Again, the show uses Abed as a crutch for both plot mechanisms and jokes, and again it just doesn't work. From a plot perspective, the idea of Thanksgiving as a prison isn't a bad one, but the execution just doesn't connect. We don't see enough of the Thanksgiving to sympathize with the characters being trapped, and the episode rushes too quickly to the parody to allow any of the jokes to connect as anything more than "I see what you did there." Abed's narration makes all of these issues strikingly clear: the jokes don't land, and the emotions seem totally forced.

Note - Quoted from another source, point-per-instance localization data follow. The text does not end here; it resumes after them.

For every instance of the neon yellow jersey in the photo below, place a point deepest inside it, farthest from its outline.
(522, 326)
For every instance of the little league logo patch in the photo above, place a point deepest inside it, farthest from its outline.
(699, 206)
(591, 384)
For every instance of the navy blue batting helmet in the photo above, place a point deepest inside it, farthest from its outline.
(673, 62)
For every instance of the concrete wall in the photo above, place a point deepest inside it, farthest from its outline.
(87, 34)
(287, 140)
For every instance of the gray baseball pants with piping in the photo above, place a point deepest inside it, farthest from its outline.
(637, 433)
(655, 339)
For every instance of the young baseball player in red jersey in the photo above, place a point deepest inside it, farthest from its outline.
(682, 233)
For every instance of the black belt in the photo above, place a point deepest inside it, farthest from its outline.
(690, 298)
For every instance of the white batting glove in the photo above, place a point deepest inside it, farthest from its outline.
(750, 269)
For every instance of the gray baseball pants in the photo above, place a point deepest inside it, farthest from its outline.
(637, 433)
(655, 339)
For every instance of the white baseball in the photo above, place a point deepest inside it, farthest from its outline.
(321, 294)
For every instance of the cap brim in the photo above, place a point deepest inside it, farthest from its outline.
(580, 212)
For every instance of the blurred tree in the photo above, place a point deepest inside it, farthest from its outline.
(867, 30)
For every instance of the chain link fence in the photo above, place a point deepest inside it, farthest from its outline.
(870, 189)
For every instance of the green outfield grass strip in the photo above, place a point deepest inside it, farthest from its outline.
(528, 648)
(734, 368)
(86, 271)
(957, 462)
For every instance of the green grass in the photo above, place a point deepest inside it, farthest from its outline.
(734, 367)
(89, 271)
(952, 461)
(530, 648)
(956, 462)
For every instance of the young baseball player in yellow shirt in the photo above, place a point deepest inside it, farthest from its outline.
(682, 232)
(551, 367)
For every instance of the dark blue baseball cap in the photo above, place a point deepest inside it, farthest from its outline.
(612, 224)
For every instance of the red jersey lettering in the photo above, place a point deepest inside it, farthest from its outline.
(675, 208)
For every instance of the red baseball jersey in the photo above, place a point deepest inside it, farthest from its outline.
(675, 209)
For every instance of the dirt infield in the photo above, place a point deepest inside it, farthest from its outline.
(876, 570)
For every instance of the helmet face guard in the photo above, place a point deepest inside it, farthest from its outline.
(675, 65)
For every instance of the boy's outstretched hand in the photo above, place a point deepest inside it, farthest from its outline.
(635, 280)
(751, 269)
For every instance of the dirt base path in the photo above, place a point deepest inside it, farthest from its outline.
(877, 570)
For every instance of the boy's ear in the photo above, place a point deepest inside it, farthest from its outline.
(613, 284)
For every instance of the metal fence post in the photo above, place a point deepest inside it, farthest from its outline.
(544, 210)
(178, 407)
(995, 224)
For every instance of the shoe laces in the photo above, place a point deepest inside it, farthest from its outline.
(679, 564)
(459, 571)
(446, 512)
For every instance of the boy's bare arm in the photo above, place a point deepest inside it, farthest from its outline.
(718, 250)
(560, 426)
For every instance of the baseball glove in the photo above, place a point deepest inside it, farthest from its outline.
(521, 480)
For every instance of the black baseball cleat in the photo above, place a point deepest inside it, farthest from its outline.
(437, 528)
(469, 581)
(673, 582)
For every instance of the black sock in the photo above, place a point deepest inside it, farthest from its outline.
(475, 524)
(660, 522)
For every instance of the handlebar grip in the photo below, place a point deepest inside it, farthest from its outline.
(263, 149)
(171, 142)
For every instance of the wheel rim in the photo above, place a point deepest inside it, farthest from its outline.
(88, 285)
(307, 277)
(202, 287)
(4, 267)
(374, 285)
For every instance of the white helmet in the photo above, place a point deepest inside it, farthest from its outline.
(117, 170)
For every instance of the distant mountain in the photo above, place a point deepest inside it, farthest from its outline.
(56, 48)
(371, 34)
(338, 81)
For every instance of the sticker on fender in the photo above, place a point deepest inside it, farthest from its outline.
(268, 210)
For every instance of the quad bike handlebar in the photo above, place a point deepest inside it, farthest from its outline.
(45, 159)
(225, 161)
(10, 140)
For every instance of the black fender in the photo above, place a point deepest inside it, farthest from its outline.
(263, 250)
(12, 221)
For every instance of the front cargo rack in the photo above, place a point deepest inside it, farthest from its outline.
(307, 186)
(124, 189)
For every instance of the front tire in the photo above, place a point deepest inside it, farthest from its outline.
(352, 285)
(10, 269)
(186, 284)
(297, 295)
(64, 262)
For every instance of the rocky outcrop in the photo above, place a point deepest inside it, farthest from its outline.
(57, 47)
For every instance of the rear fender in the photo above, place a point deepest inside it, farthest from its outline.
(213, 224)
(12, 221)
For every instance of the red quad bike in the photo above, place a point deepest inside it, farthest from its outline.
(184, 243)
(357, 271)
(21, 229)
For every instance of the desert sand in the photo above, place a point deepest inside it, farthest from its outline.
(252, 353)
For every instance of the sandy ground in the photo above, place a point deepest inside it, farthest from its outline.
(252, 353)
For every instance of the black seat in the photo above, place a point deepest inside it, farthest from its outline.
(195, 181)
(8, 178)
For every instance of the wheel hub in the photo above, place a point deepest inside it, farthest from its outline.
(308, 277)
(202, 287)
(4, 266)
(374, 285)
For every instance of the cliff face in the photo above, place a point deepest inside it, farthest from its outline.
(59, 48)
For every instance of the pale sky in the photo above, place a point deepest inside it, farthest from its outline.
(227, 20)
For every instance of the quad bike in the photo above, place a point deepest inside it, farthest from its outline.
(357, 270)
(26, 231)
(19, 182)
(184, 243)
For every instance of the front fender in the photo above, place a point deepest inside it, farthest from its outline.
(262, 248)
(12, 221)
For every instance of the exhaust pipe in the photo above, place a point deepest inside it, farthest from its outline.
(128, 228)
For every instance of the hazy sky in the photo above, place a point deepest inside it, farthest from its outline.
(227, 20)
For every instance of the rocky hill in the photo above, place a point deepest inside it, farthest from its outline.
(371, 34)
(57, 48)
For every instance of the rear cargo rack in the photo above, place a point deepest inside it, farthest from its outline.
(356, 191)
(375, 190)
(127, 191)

"Cooperative Escapism" is an attempt by the new show to do a big, strong, emotional episode, and it just didn't connect with me emotionally. Jeff's father felt pretty phoned in, from a character perspective, and the stuff on Shirley's end wasn't developed enough to land. As for comedy, Willy Jr. was a travesty, and the Shawshank stuff was forced and clunky. This is another subpar episode; it isn't as disappointing as some of what we've seen so far, but it is trying to do more, and failing to connect. It isn't all that funny, which I could accept, but in addition, the emotional material just doesn't work like it should. What disappoints me most is that the show played one of the biggest cards its kept up its sleeve, and instead of being a legendary episode, what it came up with was flawed and forgettable. In other words, "Cooperative Escapism" is par for the course for the new version of Community, a show I feel increasingly alienated from. I'm trying to give it a chance, but what I'm seeing is a shadow of the show's former glory, and is subpar even on its own merits. If this is what Community looks like going forward, I don't imagine I'll be around next season, if it even makes it that long. And I am beginning to hope it doesn't.

Grade: C

Notes:

-"The only one who is going to get messy and emotional is Troy when he realizes there are yams under those marshmallows." "I KNEW it was too good to be true."

-"I feel like I'm in jail. And you know what happens to guys like me in jail. They get really into push ups, and I am fine with my upper body strength!"

-"Show me on the dinner roll where you're hurt!"

-"Shirley! We were just..." "About to..." "Eat garbage dip! Why did I have to go third?"

-"I drew a map of your house on my stomach." "I know what my house looks like." "That's what I said!"